Can you dip it? We can dip it!

Superbowl 50 took place yesterday. The Broncos defeated the Panthers 24-10.🏈


I can tell you that Lady Gaga slayed the National Anthem.🇺🇸


But I won’t even go there with the half-time performance. Meh!

I had every intention of staying in sweatpants and ordering takeout. A few of the girls had no plans, so we pulled together a last minute potluck. I managed to keep the tab at $100.


Here are a few of our dips.

Laurens seven layer bean dip.


Boars head franks, rolled into pillsbury croissant dough, are the perfect finger food to dip into all American mustard and ketchup. This is Kara, Lauren’s sister.



What if you could turn a jalapeño popper into a dip? Well, you can.

Roast 3 jalapeños and 2 poblano peppers at 400 degrees for 30 minutes.
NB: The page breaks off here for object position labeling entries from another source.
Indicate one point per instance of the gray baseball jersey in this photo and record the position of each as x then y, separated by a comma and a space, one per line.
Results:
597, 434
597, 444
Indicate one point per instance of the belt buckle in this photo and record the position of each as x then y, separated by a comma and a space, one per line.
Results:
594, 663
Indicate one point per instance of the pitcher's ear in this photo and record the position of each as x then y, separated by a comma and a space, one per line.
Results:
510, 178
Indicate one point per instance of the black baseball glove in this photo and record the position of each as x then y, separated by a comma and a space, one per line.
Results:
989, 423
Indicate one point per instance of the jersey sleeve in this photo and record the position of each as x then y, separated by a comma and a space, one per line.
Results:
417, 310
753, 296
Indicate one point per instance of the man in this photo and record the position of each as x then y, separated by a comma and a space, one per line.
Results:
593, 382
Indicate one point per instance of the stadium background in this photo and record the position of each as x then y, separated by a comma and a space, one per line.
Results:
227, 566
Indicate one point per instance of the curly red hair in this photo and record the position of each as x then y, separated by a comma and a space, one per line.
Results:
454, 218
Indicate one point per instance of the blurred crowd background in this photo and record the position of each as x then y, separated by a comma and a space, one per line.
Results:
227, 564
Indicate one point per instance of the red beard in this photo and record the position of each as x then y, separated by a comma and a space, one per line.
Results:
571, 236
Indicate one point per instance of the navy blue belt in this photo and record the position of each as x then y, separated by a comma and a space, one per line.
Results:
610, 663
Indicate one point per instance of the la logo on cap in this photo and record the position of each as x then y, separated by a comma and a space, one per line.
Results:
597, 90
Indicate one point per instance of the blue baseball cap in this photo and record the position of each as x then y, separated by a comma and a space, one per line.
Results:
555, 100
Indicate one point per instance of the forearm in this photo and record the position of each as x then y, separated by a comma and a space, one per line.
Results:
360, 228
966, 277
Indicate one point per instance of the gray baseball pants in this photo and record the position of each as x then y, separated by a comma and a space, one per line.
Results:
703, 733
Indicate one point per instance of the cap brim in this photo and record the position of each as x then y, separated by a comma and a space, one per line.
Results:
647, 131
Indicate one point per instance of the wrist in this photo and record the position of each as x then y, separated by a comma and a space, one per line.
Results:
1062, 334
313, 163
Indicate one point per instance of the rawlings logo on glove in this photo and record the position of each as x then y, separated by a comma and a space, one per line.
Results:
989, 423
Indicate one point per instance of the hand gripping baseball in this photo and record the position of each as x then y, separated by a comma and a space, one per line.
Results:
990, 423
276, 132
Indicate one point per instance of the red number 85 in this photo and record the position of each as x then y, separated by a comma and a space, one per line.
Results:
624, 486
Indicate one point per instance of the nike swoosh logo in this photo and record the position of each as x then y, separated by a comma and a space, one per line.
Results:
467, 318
I added the poblanos but you can use just jalapeños.

In a separate bowl, mix

-2 8oz packages of cream cheese

-1 1/2 cups of cheddar

-1 1/2 cups sour cream

-Dice up the roasted peppers and add to the mix.

-Put the popper mix into a baking dish or small cast iron skillet.

In a separate bowl, mix 1 cup of bread crumbs with 3 tablespoons of melted butter. Blend until it forms medium-sized bread crumb lumps. Crumble the bread crumbs over the top of the mix.

Bake at 350 for 25-30 minutes or until the bread crumbs brown. Serve with warm baguette pieces or chips.


Alicias buffalo chicken dip. It was the fan favorite.

-1 rotisserie chicken

-1 cup of franks red hot

-2 8oz packages of 1/3 less fat cream cheese

-1 cup chunky blue cheese

Allow the cream cheese to soften. Then mix with the hot sauce and blue cheese. Add chicken (She uses the food processor to chop it up). Mix everything together well. Top with a layer of shredded cheddar cheese. Bake at 350 degrees for 20-30 minutes until heated through.


Keeping it simple for the cornbread, with boxed jiffy mix.


Guinness Chili

1 pound of cubed boneless short ribs. (Ask your butcher to cube it). Thank you Joe at Adams

1 pound of ground pork

1 can of tomato paste

1 onion

1 Shallot

3 cloves of garlic

1 can of guinness

2 14 oz cans of diced tomato

2 cups of beef broth

Spices- cumin, chili powder, cinnamon, salt,  and pepper

1 14 oz can of black beans

Sour cream, fresh chive and cooked bacon for topping.


Cut the top off the cornbread. Scoop out the center. Fill the cornbread with the chili. Top with sour cream, chive and bacon pieces.


For the sake of time and saving money I chose boxed dessert.

Blend the brownie mix, chocolate pudding mix and chopped salted pecans.


I bought blue, orange and white icing for decorating the brownies. The white icing worked well. But the colors I bought were gel, not icing. Lesson learned, read the label. You couldn’t see the gel color against the brownie, so we had to scratch the team colors.


At 6:30 we gathered our food and sat in front of the TV.


Whats a superbowl potluck without a shot. When I think of a sports bar, I think of pickle back shots. I would normally use McClures pickles, of Brooklyn. But being in the Hudson Valley, it was only right to use local pickles.

Check out Perry’s Pickles out of Rosedale, NY.

Take a shooter of your whiskey of choice and chase it with pickle juice. I prefer dill pickles but you can use your preference.



I hope you all enjoyed your Super Bowl Sunday! Cheers.